THE PROGRESSIVE FARMER'S SOUTHERN COOKBOOK by Sallie-Ed. Hill

THE PROGRESSIVE FARMER'S SOUTHERN COOKBOOK

By
Email this review

KIRKUS REVIEW

With Marion Brown's Southern Cookbook (Univ. of S.C.) as a standby and Marion Flexner's Dixie Dishes and Out of Kentucky Kitchens for gourmet dishes, the claim that this is ""the largest and most complete Southern Cookbook on the market"" seems a little excessive. But it is an excellent cookbook, with considerable- but not over-stressed-regional flavor, sound basic recipes ranging from beverages through the prescribed courses, to snacks and party foods, and with a number of special features to distinguish it from the run of the mill southern cookery books (of which there are many).

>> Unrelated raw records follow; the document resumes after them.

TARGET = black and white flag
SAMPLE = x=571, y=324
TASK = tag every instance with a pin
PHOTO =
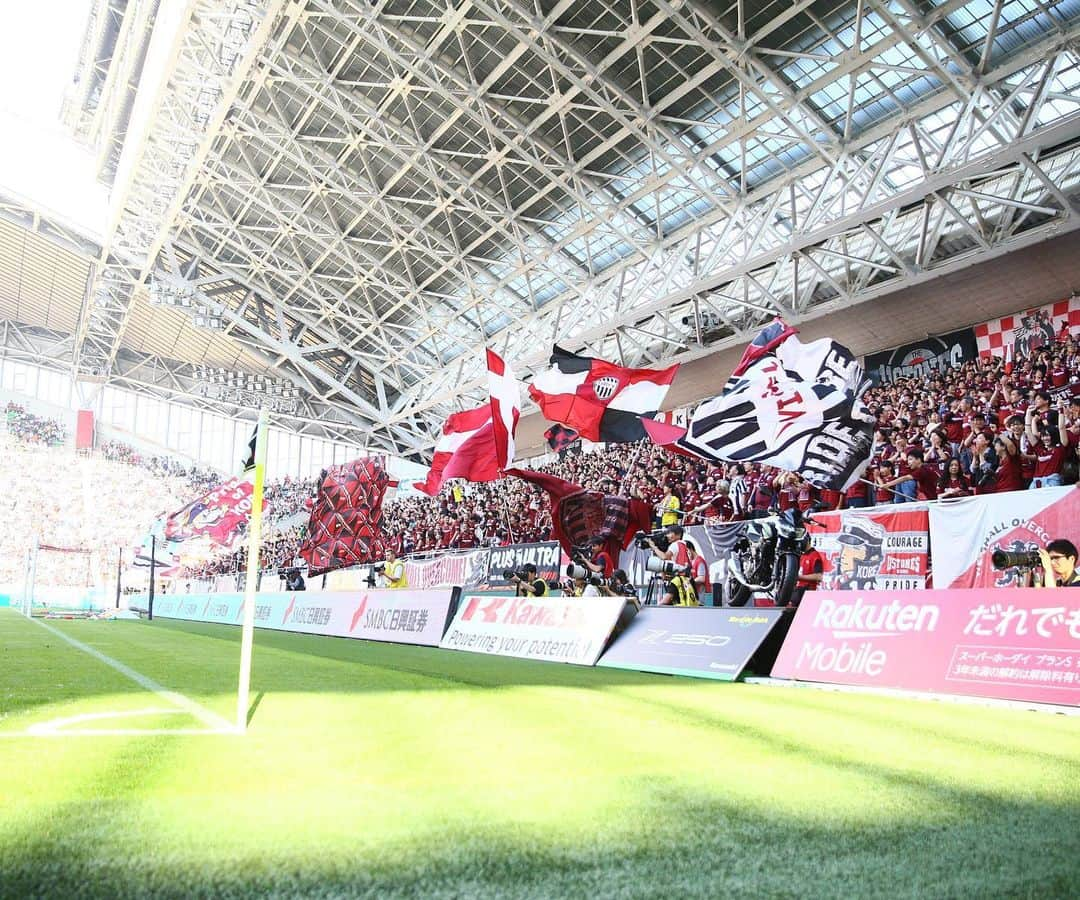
x=797, y=406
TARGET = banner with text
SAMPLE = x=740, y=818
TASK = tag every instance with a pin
x=882, y=549
x=968, y=531
x=397, y=617
x=704, y=643
x=548, y=558
x=450, y=569
x=549, y=628
x=1008, y=644
x=922, y=359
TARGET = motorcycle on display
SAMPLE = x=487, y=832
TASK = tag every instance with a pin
x=766, y=559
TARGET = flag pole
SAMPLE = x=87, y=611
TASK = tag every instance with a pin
x=254, y=542
x=633, y=462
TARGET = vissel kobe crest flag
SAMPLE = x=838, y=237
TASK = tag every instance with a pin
x=797, y=406
x=599, y=400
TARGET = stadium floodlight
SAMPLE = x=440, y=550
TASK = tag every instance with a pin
x=246, y=389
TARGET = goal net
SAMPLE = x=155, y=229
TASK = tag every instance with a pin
x=61, y=580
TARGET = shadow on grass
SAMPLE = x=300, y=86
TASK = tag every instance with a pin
x=255, y=706
x=666, y=842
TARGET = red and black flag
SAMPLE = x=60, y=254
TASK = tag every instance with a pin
x=346, y=524
x=580, y=516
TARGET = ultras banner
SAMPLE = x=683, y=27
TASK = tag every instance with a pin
x=966, y=532
x=397, y=617
x=1008, y=644
x=703, y=643
x=883, y=549
x=1016, y=336
x=550, y=628
x=922, y=359
x=451, y=569
x=547, y=556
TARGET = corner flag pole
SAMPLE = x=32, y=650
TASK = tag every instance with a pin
x=254, y=543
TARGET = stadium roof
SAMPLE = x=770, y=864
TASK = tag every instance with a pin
x=366, y=193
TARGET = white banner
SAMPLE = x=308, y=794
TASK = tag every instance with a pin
x=552, y=629
x=966, y=532
x=448, y=571
x=399, y=617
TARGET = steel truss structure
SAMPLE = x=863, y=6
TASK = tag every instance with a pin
x=370, y=191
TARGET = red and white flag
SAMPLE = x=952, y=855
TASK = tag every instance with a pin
x=505, y=400
x=477, y=444
x=599, y=400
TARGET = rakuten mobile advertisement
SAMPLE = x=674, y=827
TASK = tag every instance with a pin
x=1010, y=644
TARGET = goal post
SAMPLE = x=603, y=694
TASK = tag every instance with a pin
x=59, y=579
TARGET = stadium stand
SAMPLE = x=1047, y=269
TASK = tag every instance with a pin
x=941, y=416
x=953, y=415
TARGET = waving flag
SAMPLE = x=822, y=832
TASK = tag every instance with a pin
x=601, y=400
x=580, y=516
x=477, y=444
x=504, y=397
x=346, y=523
x=559, y=438
x=797, y=406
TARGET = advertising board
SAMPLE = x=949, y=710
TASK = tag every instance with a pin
x=691, y=641
x=1008, y=644
x=549, y=628
x=397, y=617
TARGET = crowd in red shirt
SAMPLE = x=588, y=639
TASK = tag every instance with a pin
x=983, y=427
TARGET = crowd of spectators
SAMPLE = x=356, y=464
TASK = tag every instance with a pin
x=199, y=480
x=31, y=429
x=985, y=426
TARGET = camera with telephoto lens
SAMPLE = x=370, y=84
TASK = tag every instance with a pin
x=658, y=537
x=659, y=566
x=1024, y=559
x=575, y=571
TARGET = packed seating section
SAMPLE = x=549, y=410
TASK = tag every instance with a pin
x=982, y=427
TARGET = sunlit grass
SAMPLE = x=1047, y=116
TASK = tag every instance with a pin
x=381, y=770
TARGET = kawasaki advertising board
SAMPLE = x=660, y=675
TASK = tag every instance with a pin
x=396, y=617
x=555, y=629
x=547, y=556
x=692, y=641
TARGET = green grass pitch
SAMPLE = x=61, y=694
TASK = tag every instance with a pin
x=378, y=770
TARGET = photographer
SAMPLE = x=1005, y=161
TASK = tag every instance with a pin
x=619, y=586
x=526, y=582
x=393, y=572
x=599, y=563
x=1058, y=565
x=582, y=585
x=678, y=590
x=676, y=551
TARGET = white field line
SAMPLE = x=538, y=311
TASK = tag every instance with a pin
x=215, y=722
x=57, y=727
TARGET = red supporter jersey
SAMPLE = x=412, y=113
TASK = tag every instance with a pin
x=699, y=568
x=1008, y=477
x=1048, y=460
x=926, y=478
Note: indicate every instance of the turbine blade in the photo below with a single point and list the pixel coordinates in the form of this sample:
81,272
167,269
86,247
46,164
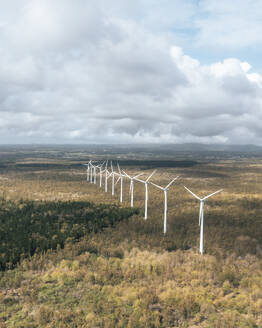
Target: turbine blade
139,180
151,175
192,193
117,181
157,186
171,182
127,175
212,194
118,168
138,175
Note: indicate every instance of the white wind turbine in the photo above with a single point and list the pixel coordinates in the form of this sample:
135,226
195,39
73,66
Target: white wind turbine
131,188
165,189
100,173
113,179
94,173
146,182
91,173
107,175
201,215
120,178
87,170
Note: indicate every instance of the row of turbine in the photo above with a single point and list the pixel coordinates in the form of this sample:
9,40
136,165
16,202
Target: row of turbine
92,178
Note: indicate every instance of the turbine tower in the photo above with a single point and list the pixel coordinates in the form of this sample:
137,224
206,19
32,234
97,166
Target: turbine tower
201,216
120,178
113,179
106,175
165,189
146,182
131,188
87,170
100,173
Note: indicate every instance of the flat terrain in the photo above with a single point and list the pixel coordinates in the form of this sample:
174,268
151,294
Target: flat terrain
130,274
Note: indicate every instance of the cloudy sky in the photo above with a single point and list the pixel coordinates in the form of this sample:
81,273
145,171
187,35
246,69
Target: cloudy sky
121,71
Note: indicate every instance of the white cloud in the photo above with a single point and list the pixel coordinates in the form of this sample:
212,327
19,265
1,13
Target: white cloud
88,72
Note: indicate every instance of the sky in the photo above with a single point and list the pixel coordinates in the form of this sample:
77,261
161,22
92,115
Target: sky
121,71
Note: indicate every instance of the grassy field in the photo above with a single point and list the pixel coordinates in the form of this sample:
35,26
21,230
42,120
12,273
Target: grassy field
131,275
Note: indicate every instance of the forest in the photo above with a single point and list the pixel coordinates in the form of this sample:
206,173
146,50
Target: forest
74,256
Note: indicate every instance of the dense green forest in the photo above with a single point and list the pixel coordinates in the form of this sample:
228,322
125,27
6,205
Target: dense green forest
27,227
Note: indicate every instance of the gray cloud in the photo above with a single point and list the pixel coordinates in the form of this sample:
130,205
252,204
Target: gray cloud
90,72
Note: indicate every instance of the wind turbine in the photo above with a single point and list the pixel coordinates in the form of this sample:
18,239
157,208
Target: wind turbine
146,182
87,170
165,189
120,178
100,173
94,173
113,179
131,188
201,216
107,175
91,173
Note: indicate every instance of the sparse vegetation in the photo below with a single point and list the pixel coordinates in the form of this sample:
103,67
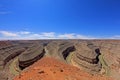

For the average housewife, who wants to vary her menus with regional dishes, the inclusion of such Southern specialties as hush puppies, crackling bread, all styles of cornbread, gumbos, burgoos, Brunswick stew, chess pie, shoo-fly pie, stack cake, Lady, and Lord Baltimore cakes and many other items will be welcome indeed. The absence of any recipes calling for wine or spirits should be noted. For some this will be an asset; for others, a liability. For this reader, the book's chief value lies in the special hints:-keys to cake baking failures, advice on making pies, jelly-making hints, substitutes, and the how-to-do-it section. Two editions- the de luxe edition has colored end papers and is boxed; both have numerous line drawings.